22:38 Uhr: Der Abi-Leistungskurs „Deutsch“ von Frau Lehrerin Jörg aus Wiesloch flektiert sich auf die Bühne zum Silbereisen Flori, der beim Vorstellen gleich einen Hammer-Genitiv setzt und auch echt ein paar sehr gute Gliedsätze bildet, die Modalverben dann aber völlig verkackt. Auch „Die Prinzen“ schieben sich jetzt auf die Bühne. Sie singen mit dem Deutsch-Leistungskurs „Happy Xmas (War Is Over)“ von John Lennon, dessen Brille es unterirdisch gerade zerreißt.

22:30 Uhr: Der internationale Kochverein „Über den Tellerrand“ topft sich auf der Bühne ein, um mit der „Kelly Family“ einen Chor zu bilden.
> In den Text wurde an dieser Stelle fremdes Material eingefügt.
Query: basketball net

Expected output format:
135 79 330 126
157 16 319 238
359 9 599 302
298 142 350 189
Die will zuerst aber alleine einen ihrer Jahrhundertsongs singen und schenkt uns den Song „Christmas in our Hearts“, in dem auch wirklich alle Geschwister eine Zeile singen dürfen. Also fast alle. Der ganz rechts im karierten Anzug mit der dichten Gesichtsbehaarung, der bei den Gigs an sich immer nur die Glocke spielt oder seinen Bart zupft, hat natürlich nicht mitgesungen. Oder ist der gar keiner von den Kellys und einfach vom Bartclub zuvor vergessen worden? Nein, das ist eher unrealistisch, weil der Bart jetzt im Vergleich zu jenen von den Clubmitgliedern doch sehr abstinkt, also hässlich ist. Zu erfahren, wer der karierte Bartwal ist, wäre natürlich Sache von „Flori investigativ“ gewesen, aber der Silbereisen Flori muss die Kellys ja wieder deppat fragen, wer bei ihnen die Plätzchen backen würde.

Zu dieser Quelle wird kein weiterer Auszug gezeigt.